CMBS Delinquency Rate Falls; Issuance Bounces Back
The commercial mortgage-backed securities delinquency rate continued to fall in October while issuance increased, said Trepp LLC and KBRA, New York.
“After two huge jumps in May and June, the [CMBS delinquency] rate has now declined for four consecutive months,” said Trepp Senior Managing Director Manus Clancy.
Clancy noted October’s CMBS delinquency rate equaled 8.28 percent, down 64 basis points from September. “The declines come with the same caveats we’ve noted before,” he said. “Some of the loans being identified as ‘current’ have come as a result of forbearances being granted and borrowers being authorized to use reserves to bring debt service payments up to date.”
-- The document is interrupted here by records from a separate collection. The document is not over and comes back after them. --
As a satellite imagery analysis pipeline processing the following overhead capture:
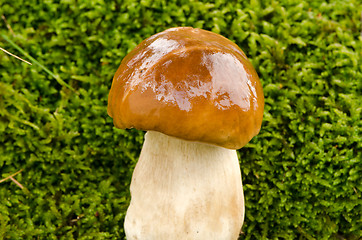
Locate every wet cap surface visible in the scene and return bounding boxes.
[108,27,264,149]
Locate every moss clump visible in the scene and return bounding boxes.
[0,0,362,239]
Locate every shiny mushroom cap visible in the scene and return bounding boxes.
[108,27,264,149]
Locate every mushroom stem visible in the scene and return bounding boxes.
[125,131,244,240]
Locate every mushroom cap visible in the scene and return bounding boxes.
[107,27,264,149]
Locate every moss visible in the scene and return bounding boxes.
[0,0,362,239]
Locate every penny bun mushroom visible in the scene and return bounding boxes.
[108,27,264,240]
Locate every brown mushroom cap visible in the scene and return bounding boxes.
[108,27,264,149]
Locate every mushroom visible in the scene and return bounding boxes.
[108,27,264,240]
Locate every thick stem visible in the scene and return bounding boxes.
[125,132,244,240]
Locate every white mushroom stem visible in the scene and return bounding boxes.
[125,132,244,240]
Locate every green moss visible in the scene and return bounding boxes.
[0,0,362,239]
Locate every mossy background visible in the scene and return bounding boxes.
[0,0,362,240]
Trepp estimated $30-plus billion in loans in the private market have been granted forbearances.
“The biggest decline in the delinquency rate came from hotel loans,” Clancy said, likely due to the high number of forbearances granted to that part of the market.
S&P Global Ratings, New York, reported 7.27 percent of all loans are in forbearance or have made a forbearance request that is currently in process.
“Though the overall [CMBS] delinquency rate is down, the share of delinquent loans that are delinquent 60-plus days–that is, seriously delinquent–is 85 percent as grace period levels sharply receded over the last couple of months,” S&P said in its October SF Credit Brief. “Even though a percentage of 30-day delinquent loans were resolved and made current in the prior month, a growing share have transitioned to becoming seriously delinquent.”
Furthermore, 120-plus-day delinquent loans continue to increase sharply to more than $17 billion, S&P noted. This segment now accounts for nearly 40 percent of all delinquent loans.
Turning to new issuance, CMBS private-label pricing volume ended October at $6.1 billion, “a positive note in an otherwise somber year for new issuance,” KBRA said. Though October’s figure represented a 78 percent increase from September, year-to-date issuance stands at just over $45 billion, 35-plus percent lower than this time a year ago.
KBRA said up to 11 deals could launch in November including two or three conduits, three or four single-borrower transactions and four Freddie Mac K-Series deals.